Egide: EBITDA Turns Positive at 0.7M€ in 2025, Net Loss Widens to 3.1M€
In 2025, Egide shows signs of operational stabilization with EBITDA returning to positive territory at 0.7M€, up from a loss of 0.45M€ in 2024. This recovery reflects improvements in Egide SA and Egide USA, with EBITDA of 1.26M€ and 1.13M€ respectively. However, these gains are largely offset by Santier, which experiences an operational loss with a negative EBITDA of 1.67M€ due to the termination of major client programs. The group remains in a net loss of 3.1M€, deteriorating from 2.37M€ in 2024, indicating that the operational improvement has not yet offset the structural cost of its loss-making activities.
Revenue Growth of 4%, EBITDA Turns Positive
Consolidated revenue reached 31.34M€ in 2025, up 4% year-over-year, driven by two distinct growth engines.
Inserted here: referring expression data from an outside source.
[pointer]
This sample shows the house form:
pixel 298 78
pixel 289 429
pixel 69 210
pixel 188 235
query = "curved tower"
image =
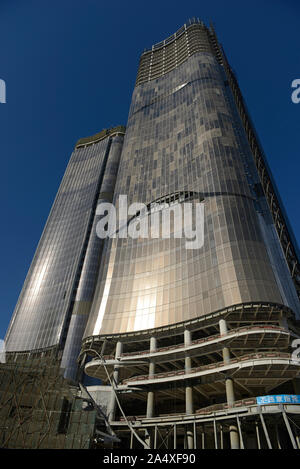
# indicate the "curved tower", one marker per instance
pixel 172 316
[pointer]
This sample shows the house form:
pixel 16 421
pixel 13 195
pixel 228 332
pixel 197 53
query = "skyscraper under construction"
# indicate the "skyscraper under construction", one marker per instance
pixel 184 348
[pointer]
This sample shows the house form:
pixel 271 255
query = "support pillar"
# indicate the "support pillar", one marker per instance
pixel 233 430
pixel 112 404
pixel 150 395
pixel 189 407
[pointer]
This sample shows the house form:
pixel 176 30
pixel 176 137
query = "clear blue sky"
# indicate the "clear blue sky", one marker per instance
pixel 70 68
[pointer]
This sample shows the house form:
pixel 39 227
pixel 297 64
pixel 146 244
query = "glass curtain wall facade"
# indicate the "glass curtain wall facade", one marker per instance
pixel 168 321
pixel 180 335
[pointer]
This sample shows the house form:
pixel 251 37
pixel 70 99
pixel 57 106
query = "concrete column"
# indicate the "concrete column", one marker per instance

Egide SA advanced by 12% (an additional 1.72M€), increasing its relative share of the group's revenue from 49% in 2024 to 53%. Egide USA recorded a more marked acceleration, with a 29% increase in current euros and 35% at constant exchange rates (+2.45M€), rising from 8.3M€ to 10.75M€. In stark contrast, Santier faced a sharp decline of 41% (38% at constant rates), dropping from 6.93M€ to 4.09M€, following the cessation of several high-end client programs. The consolidated EBITDA returned to 0.70M€ after a deficit of 0.45M€ in 2024, an improvement of 1.15M€, entirely attributable to Egide SA and Egide USA: Egide SA generated 1.26M€ (compared to 0.47M€) and Egide USA 1.13M€ (compared to a loss of 1.13M€). Santier consumed these gains with a negative EBITDA of 1.67M€, although slightly less severe than initially anticipated from the activity drop.
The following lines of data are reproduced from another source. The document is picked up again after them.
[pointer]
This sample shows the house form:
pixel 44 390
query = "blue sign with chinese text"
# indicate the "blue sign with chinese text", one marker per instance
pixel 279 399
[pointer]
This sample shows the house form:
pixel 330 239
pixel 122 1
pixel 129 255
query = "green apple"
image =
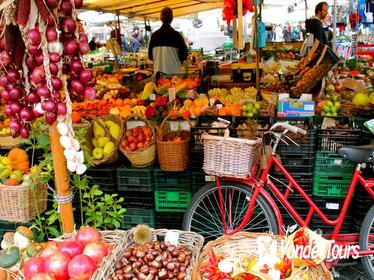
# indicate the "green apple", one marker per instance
pixel 102 141
pixel 98 153
pixel 108 148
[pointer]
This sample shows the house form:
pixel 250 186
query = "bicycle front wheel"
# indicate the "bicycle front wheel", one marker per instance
pixel 367 242
pixel 203 215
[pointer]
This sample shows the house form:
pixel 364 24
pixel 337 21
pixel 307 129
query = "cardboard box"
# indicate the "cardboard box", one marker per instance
pixel 296 108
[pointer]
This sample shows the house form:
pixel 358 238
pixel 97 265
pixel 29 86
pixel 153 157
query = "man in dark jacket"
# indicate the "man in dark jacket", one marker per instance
pixel 314 24
pixel 167 48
Net Deficit Worsens Despite Operational Progress
The group's net loss deepened to 3.11M€ from 2.37M€ in 2024, reflecting a gap of 0.74M€. This deterioration occurs despite the positive turn in EBITDA, indicating that financial charges and other structural expenses continue to weigh heavily. Net financial expenses amounted to 1.07M€ (up from 0.69M€), an increase of 0.38M€ due to provisions for exchange rate risks (0.5M€) and interest expenses (0.6M€). The consolidated balance sheet shows a contraction to 20.2M€ in total assets from 24.2M€ in 2024, reflecting a reduction of 4M€. Equity fell to 3.25M€ after accounting for the operating loss (from 6.15M€), while net financial debt decreased by 2.1M€ to 5.4M€. The improvement in working capital requirements, from 62 days of annual revenue (5.1M€) to 36 days (3.1M€), reflects better management of inventory and receivables, providing a cash flow relief.
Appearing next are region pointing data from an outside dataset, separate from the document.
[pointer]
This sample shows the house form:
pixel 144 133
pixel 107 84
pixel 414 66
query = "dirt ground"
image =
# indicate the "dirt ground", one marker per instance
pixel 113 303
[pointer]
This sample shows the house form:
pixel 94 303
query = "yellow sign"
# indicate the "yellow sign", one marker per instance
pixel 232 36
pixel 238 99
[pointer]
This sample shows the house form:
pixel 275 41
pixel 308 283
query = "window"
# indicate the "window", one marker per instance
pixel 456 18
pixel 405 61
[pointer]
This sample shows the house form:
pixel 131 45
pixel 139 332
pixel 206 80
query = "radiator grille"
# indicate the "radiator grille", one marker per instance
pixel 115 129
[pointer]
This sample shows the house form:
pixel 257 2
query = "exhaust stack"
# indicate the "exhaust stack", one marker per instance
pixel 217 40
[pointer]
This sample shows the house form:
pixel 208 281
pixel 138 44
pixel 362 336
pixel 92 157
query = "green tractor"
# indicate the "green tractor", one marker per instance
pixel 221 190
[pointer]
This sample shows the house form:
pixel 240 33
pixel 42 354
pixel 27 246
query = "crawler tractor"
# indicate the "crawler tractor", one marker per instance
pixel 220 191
Closure of Santier and Strategic Repositioning
Egide announces the closure of its San Diego site during 2026, with production ceasing at the end of April and administrative closure expected in the summer. This decision is part of a strategy to refocus on core business areas (hermetic packaging and interconnection solutions) and consolidate American operations around the Cambridge (Maryland) site. The group anticipates a gradual improvement in operational and financial performance following this realignment. Concurrently, Egide emphasizes its focus on strategic markets (defense, aerospace) and highly technical applications, particularly thermal imaging. The current geopolitical context (tensions in the Middle East, strengthening of sovereignty policies in Europe) is presented as supporting the group's activities. Bertrand Marty, with 25 years of experience in financial management and industrial transformation, has been appointed CFO to oversee this restructuring.